Date: Monday, November 13, 2006
Author: Steve Johnson, FT.com

Dow Jones Indexes is in talks to launch the world's first investable index trackers designed to mimic the behaviour of a range of hedge fund strategies.

The artificial trackers would potentially allow investors to access the returns of hedge funds without having to pay the high fees demanded by the industry, typically a 2 per cent annual fee and a 20 per cent performance fee.

If successful, the initiative would pose a threat to hedge funds that merely generate the beta of their chosen trading strategy without generating sufficient alpha to justify their high fee structure.

"We are thinking about this and are talking to institutions. I'm confident that it will happen," said John Prestbo, executive director of Dow Jones Indexes.

"We have gone through a period where everyone can proclaim to be a hedge fund manager. That kind of nonsense will be weeded out by these indices."

His comments come just days after Blake Grossman, chief executive of Barclays Global Investors, the world's biggest money manager, warned there were "too many" hedge funds and that pressure on them would grow to justify their fees.

DJI already operates a suite of hedge fund indices that invest in a basket of managed accounts operated by hedge funds. Now it believes it can go a step further and create the same performance attributes by investing directly in the assets that these hedge funds ultimately invest in.

"Theoretically, we can build a model that mimics the behaviour of the hedge funds," said Mr Prestbo, who believes the approach is best suited to strategies where performance is largely determined by market factors and there is adequate liquidity, such as equity long/short, equity neutral, convertible arbitrage and fixed income arbitrage.

Wider roaming strategies, which are seen as relying more on fund manager skill such as global macro, would be harder to replicate.

The mechanical index trackers would also be a huge boon to transparency in the notoriously opaque hedge fund sector as DJI would publish the rules determining the construction of each clone, replacing the "black boxes" of the industry with a "glass box".

Fees would be lower than those charged by existing hedge funds although a need for high levels of turnoverin each portfolio maymean charges remain higher than for long-only index trackers.

Benjamin Bowler, analyst at Merrill Lynch, predicted cloned hedge fund strategies would become commonplace.

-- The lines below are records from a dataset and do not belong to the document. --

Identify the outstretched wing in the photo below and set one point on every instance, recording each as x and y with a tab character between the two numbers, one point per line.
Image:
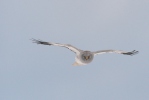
72	48
116	51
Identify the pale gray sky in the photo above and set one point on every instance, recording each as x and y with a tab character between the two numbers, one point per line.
36	72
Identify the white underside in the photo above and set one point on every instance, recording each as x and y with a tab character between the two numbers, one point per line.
78	62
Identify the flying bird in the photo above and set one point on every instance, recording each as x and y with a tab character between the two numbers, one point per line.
84	57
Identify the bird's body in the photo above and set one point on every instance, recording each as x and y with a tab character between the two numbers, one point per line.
84	57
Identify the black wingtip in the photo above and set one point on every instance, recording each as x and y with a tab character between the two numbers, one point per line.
40	41
131	53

"There are potentially ways you can use rules-based strategies to reduce the cost of generating hedge fund-type returns. These strategies will become increasingly attractive," said Mr Bowler, who doubted there were enough talented hedge fund managers to cope with an expected doubling of the sector to $2,500bn. "This is similar to the upspring of passive money in traditional fund management that we saw 20 years ago," he added.

However, Harry Kat, professor of risk management at London's Cass Business School, was cautious about the accuracy of such replication techniques.

"You can explain up to 60-70 per cent of the return for funds of funds specialising in equity long/short; you can call that replication," he said. "For equity market neutral, the fit will be a lot less. The same for fixed income arbitrage - there are a lot of different games they can play and it's hard to replicate that."

Mr Prestbo speculated that the clones could be launched if and when equity markets weakened.

"When markets are going up that doesn't breed change. When markets turn, different arrangements must be made.

"This might briefly accelerate turnover, that is to say hedge funds closing down because they can't deliver anything but beta. There are lots of weeds in the garden."